Onyx will initially provide Sparton an incremental $50MM of annual revenues at 18% gross margins, higher than Sparton's current medical segment. The acquisition will provide Sparton further geographic expansion regionally into the Minneapolis medical device corridor and further diversification of Sparton's customer base through both existing programs and a strong business development pipeline. Additionally, Onyx existing customers will be able to utilize Sparton's expanded list of service offerings such as its full engineering design capabilities and low-cost country footprint in Vietnam, which was recently given FDA clearances.
Taking $43MM of Sparton's cash that has been earning very little in interest income and acquiring substantial cash flow that is likely to grow will be accretive to SPA's earnings - potentially VERY accretive. Sparton's press release on the Onyx acquisition was restricted by terms of the purchase agreement from disclosing too much specific information until the deal closes. However, during the Q1 FY 2013 conference call I specifically asked about management's IRR requirements for acquisitions like Onyx. The low end of the range management answered was 20%. 20% on a $43MM purchase calculates out to $8.6MM pre-tax and, assuming a 35% tax rate, $5.6MM net of tax - or $0.55/share annually.

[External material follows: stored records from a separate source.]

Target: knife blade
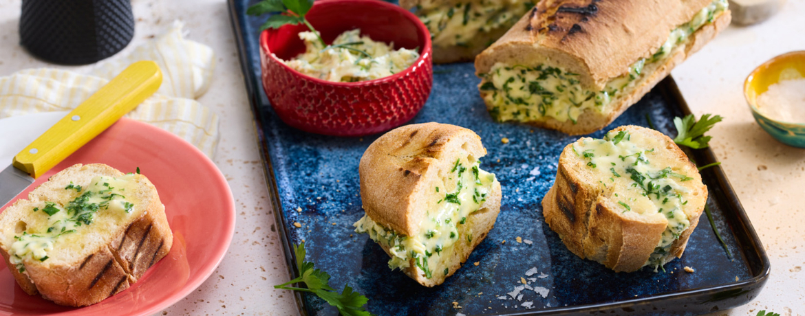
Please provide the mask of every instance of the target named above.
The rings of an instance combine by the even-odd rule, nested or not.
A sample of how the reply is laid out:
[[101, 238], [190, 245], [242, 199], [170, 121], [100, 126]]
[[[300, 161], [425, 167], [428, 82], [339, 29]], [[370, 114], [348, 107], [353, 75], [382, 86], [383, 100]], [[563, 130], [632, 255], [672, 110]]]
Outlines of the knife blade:
[[162, 71], [153, 61], [124, 69], [14, 156], [0, 172], [0, 206], [142, 103], [160, 84]]

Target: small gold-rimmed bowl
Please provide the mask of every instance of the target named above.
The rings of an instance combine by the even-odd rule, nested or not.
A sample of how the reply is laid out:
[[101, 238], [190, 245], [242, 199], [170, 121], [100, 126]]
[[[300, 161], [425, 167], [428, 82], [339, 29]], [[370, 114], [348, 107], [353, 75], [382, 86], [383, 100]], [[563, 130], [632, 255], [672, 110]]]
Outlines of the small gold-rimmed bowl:
[[803, 78], [805, 51], [798, 51], [772, 58], [755, 68], [744, 82], [744, 96], [752, 110], [752, 116], [760, 127], [783, 144], [799, 148], [805, 148], [805, 122], [783, 121], [770, 117], [759, 109], [757, 101], [758, 96], [769, 90], [770, 85], [782, 80]]

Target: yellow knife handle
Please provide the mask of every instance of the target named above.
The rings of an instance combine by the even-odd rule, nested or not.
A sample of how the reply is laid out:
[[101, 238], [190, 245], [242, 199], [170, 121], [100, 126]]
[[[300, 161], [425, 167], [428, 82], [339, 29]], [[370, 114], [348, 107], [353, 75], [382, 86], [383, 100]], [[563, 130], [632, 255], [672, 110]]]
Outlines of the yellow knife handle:
[[39, 178], [118, 121], [162, 84], [153, 61], [132, 64], [70, 111], [14, 158], [14, 166]]

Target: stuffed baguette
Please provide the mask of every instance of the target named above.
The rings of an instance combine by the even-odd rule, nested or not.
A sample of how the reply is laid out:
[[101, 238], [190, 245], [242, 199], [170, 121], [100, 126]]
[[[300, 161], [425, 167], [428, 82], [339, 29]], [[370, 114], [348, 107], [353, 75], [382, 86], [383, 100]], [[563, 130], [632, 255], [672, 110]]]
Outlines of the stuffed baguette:
[[726, 0], [543, 1], [478, 55], [487, 109], [584, 134], [603, 129], [729, 24]]
[[617, 272], [681, 257], [707, 201], [685, 153], [656, 130], [621, 126], [559, 156], [545, 222], [571, 252]]
[[501, 186], [480, 168], [486, 154], [473, 131], [447, 124], [399, 127], [378, 138], [361, 158], [368, 233], [419, 284], [444, 281], [481, 243], [497, 218]]
[[427, 31], [436, 64], [469, 61], [503, 35], [537, 0], [400, 0]]

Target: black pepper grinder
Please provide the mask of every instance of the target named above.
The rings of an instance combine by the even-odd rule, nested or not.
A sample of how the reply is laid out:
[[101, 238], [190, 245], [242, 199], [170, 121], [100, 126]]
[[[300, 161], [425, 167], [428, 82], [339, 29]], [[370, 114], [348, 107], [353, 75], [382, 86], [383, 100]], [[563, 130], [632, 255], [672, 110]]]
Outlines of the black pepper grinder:
[[122, 50], [134, 35], [130, 0], [23, 0], [20, 43], [52, 63], [93, 64]]

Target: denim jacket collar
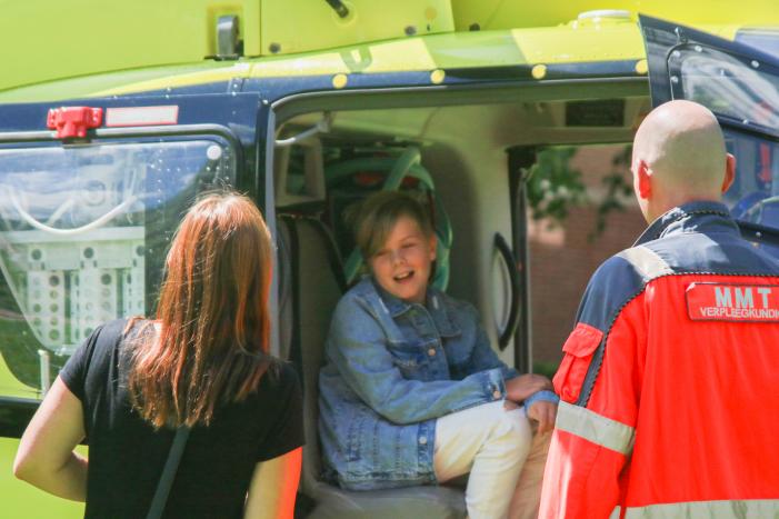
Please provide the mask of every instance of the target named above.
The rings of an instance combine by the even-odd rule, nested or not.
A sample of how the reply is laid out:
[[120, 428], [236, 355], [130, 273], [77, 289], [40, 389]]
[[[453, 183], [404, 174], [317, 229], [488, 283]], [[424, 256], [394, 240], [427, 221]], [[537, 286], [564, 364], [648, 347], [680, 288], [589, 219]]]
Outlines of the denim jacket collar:
[[[371, 285], [376, 289], [376, 293], [379, 297], [381, 303], [389, 311], [392, 319], [409, 311], [415, 306], [421, 306], [392, 296], [387, 290], [381, 288], [381, 286], [373, 279], [370, 278]], [[435, 287], [428, 287], [428, 293], [426, 296], [425, 309], [432, 317], [436, 328], [441, 337], [453, 337], [461, 333], [460, 328], [455, 323], [451, 316], [447, 311], [446, 306], [442, 301], [443, 293]]]
[[675, 207], [655, 220], [645, 230], [633, 247], [678, 232], [703, 231], [735, 232], [738, 226], [730, 217], [727, 206], [715, 201], [695, 201]]

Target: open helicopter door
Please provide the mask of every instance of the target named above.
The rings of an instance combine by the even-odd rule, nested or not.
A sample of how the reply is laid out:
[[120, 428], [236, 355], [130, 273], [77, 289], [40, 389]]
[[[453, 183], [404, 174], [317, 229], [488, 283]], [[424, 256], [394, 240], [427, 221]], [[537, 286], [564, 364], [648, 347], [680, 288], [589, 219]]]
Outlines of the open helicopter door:
[[719, 120], [736, 180], [723, 201], [745, 238], [779, 258], [779, 32], [712, 34], [640, 16], [652, 104], [688, 99]]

Stock price weakness in SPA shares resulting from September Q1 FYE 2013's less than expected profits present a temporary window of purchasing opportunity. The product acceptance/order delays, causing the earning miss, have already begun to reverse themselves. In addition, the successful completion of the large Onyx EMS acquisition at the end of November followed by required financial disclosures will provide information making future sizable earnings accretion clear to all who read such documents.
With further organic growth of existing and newly acquired businesses and margin improvements on the horizon for Sparton, the current market valuation of SPA shares is a compelling risk/reward investment opportunity worth researching further.

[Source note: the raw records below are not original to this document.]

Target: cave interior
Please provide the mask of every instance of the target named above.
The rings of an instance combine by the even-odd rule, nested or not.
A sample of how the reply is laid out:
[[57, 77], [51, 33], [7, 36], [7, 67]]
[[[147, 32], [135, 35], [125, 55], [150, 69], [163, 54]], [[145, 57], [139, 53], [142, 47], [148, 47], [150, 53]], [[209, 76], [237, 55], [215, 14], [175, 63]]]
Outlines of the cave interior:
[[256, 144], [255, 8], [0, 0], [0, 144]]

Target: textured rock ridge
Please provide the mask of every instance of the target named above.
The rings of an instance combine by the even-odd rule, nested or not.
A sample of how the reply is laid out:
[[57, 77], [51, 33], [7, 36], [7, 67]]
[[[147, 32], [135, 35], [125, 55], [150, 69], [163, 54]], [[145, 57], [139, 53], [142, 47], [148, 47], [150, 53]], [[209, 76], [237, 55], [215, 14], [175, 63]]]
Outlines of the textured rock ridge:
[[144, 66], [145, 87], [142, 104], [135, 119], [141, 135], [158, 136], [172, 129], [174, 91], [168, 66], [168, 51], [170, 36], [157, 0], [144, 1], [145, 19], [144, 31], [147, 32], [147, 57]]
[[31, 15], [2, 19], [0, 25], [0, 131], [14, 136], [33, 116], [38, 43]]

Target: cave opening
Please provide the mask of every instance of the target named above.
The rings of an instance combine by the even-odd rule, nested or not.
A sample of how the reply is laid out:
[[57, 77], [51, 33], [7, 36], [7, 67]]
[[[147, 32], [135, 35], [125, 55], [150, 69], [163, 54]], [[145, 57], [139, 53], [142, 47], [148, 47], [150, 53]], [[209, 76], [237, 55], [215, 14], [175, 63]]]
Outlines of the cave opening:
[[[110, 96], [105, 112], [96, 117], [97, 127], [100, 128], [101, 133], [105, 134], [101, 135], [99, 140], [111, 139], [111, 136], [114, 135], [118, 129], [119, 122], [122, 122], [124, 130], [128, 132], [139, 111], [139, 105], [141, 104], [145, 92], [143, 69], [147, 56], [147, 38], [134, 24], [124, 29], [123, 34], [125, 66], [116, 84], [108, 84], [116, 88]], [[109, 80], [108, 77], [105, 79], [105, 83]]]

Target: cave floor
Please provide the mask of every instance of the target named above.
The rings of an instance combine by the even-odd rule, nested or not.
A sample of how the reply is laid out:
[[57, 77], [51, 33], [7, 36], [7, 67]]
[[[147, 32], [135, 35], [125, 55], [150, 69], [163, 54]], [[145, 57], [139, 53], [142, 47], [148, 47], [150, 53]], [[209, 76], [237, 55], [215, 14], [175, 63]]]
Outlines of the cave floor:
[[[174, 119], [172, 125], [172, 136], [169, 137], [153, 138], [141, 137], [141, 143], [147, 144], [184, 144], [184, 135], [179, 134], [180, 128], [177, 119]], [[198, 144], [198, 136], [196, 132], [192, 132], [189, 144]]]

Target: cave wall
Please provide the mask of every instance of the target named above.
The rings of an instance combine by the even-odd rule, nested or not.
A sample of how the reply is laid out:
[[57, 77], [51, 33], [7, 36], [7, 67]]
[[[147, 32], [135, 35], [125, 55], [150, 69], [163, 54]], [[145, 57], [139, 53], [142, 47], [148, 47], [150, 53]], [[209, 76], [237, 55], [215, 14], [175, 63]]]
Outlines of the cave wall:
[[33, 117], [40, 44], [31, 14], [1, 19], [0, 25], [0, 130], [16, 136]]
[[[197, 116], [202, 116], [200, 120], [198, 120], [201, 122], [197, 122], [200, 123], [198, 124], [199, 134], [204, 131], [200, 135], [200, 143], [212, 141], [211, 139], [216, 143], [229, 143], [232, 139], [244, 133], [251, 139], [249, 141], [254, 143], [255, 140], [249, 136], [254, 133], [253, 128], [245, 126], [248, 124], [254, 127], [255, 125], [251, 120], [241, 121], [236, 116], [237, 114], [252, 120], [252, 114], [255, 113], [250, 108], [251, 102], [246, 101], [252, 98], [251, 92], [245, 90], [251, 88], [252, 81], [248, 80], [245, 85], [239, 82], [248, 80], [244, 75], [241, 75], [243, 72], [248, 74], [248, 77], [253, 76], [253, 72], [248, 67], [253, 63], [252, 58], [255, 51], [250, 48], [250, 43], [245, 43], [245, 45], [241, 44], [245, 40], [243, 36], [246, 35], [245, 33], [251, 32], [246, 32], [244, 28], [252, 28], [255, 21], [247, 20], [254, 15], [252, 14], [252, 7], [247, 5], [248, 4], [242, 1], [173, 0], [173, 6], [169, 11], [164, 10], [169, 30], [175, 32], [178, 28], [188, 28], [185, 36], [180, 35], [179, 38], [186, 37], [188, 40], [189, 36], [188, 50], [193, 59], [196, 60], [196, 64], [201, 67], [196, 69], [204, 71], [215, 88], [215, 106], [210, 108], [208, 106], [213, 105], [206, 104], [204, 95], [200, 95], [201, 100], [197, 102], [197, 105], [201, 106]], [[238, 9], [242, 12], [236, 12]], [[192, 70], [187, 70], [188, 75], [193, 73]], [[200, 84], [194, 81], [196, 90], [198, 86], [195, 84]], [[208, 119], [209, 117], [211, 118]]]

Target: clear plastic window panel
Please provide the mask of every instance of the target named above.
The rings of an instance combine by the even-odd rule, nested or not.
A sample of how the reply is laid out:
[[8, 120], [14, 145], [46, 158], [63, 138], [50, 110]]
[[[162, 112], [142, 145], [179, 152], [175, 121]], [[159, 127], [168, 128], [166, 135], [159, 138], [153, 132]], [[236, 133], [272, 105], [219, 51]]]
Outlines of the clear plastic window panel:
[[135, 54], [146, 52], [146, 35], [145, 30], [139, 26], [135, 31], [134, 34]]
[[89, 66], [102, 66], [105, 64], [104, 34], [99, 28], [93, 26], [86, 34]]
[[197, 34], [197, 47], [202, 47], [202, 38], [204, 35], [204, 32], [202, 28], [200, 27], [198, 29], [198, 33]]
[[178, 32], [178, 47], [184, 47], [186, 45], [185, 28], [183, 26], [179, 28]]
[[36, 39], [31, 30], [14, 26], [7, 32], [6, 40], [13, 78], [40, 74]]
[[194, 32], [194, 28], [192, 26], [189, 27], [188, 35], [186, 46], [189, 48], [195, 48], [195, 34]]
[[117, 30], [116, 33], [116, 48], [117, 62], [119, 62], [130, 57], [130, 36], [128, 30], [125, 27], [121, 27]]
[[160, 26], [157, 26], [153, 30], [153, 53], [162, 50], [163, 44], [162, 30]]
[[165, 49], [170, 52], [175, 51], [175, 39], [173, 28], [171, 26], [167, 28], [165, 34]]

Disclosure: I am long SPA. I wrote this article myself, and it expresses my own opinions. I am not receiving compensation for it. I have no business relationship with any company whose stock is mentioned in this article.
Additional disclosure: At time of writing, author and/or funds author manages hold a long position in this issuer and is a 13D filer. Author and the funds may buy or sell securities of this issuer at any time.